The Perfect Enemy | RFK Jr deputy named CDC acting director as confusion surrounds COVID vaccine availability
August 30, 2025

RFK Jr deputy named CDC acting director as confusion surrounds COVID vaccine availability

Impacts from chaos at the CDC and more limited FDA COVID vaccine clearances are stirring concern and confusion.

RFK Jr deputy named CDC acting director as confusion surrounds COVID vaccine availability
RFK Jr deputy named CDC acting director as confusion surrounds COVID vaccine availability

Following upheaval at the US Centers for Disease Control and Prevention (CDC) this week that came with the ouster of its director, Jim O’Neill, who has been serving as Health and Human Services (HHS) deputy director since June, will be named as the CDC’s acting director.

Media outlets, including the Washington Post, reported the development yesterday, and Stat confirmed the move in an email from a White House official.

According to an earlier HHS announcement when O’Neill was sworn in at the department, he had been tasked at HHS with helping Kennedy oversee agencies including the National Institutes of Health (NIH), the Food and Drug Administration (FDA), and the CDC. O’Neill had previously worked at HHS from 2002 to 2008 in the George W. Bush administration.

O’Neill is an investor who has degrees from Yale University and the University of Chicago, including a master’s in humanities.

More details behind CDC shake-up

In other developments, more details are emerging in the wake of resignations of top CDC scientists. Dan Jernigan, MD, MPH, who resigned from his post as head of the CDC’s National Center for Emerging and Zoonotic Infectious Diseases, told the Washington Post that he decided to resign after he was forced to work with David Geier, a proponent of the long-discredited claim that vaccines cause autism who was disciplined in Maryland more than a decade ago for practicing medicine without a license.

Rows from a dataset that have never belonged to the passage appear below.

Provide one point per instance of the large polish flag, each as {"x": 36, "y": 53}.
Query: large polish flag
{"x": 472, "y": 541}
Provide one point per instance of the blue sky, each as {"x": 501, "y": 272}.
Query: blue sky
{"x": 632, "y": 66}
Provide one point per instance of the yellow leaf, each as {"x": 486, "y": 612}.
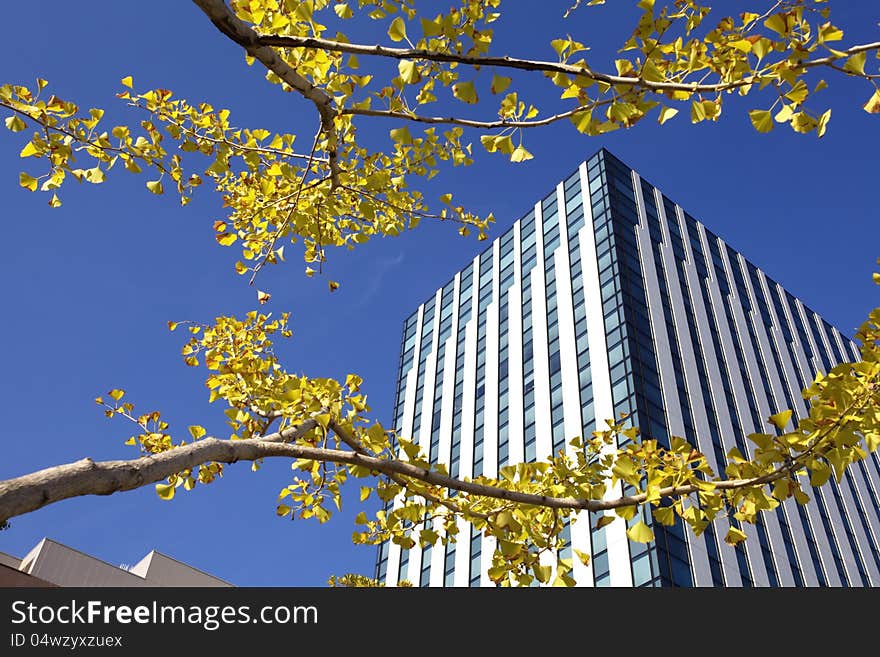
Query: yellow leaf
{"x": 734, "y": 536}
{"x": 640, "y": 533}
{"x": 542, "y": 573}
{"x": 779, "y": 420}
{"x": 828, "y": 32}
{"x": 343, "y": 10}
{"x": 28, "y": 150}
{"x": 465, "y": 92}
{"x": 777, "y": 23}
{"x": 397, "y": 29}
{"x": 408, "y": 71}
{"x": 665, "y": 114}
{"x": 873, "y": 104}
{"x": 520, "y": 154}
{"x": 15, "y": 124}
{"x": 401, "y": 135}
{"x": 95, "y": 175}
{"x": 762, "y": 120}
{"x": 165, "y": 491}
{"x": 823, "y": 123}
{"x": 26, "y": 181}
{"x": 582, "y": 120}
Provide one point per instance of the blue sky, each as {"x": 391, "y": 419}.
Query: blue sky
{"x": 87, "y": 289}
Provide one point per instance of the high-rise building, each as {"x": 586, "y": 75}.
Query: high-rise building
{"x": 607, "y": 298}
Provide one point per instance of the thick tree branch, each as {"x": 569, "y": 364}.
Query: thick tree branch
{"x": 242, "y": 34}
{"x": 469, "y": 123}
{"x": 87, "y": 477}
{"x": 532, "y": 65}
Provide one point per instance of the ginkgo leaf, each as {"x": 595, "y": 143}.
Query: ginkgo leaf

HHS secretary Robert F. Kennedy Jr. had hired Geier to do a new study on the link, with results expected in September. It’s unclear if the report will be part of proceedings at the next CDC Advisory Committee on Immunization Practices (ACIP). However, at a lengthy cabinet meeting this week, President Trump alluded to the study and said that something artificial like “a drug or something” could be the cause of autism. He said he looked forward to appearing at a press conference with Kennedy to release the findings.

Yesterday, Sen Bill Cassidy, MD (R-LA), who heads the Senate Committee on Health, Education, Labor, and Pensions, called for the September ACIP meeting to be postponed to conduct oversight in light of allegations about the agenda, membership, and lack of scientific process that could pose a danger to children’s health. 

Narrowed FDA approval complicates COVID vaccination at CVS

A few days ago, the FDA announced that it has cleared the updated COVID vaccines while making it more difficult for some people to get them, including adults at lower risk and young children.

Yesterday, the New York Times reported that CVS, the nation’s largest pharmacy chain, was holding off on offering the COVID vaccines in 16 states that appear to require vaccines administered by pharmacists to be approved by the CDC’s ACIP.

In an update today on Bluesky, the Times reported that CVS has said it can offer the vaccine in 13 of the 16 states with a doctor’s prescription, which still adds a barrier to vaccination. The vaccine is still apparently barred in Massachusetts, Nevada, and New Mexico.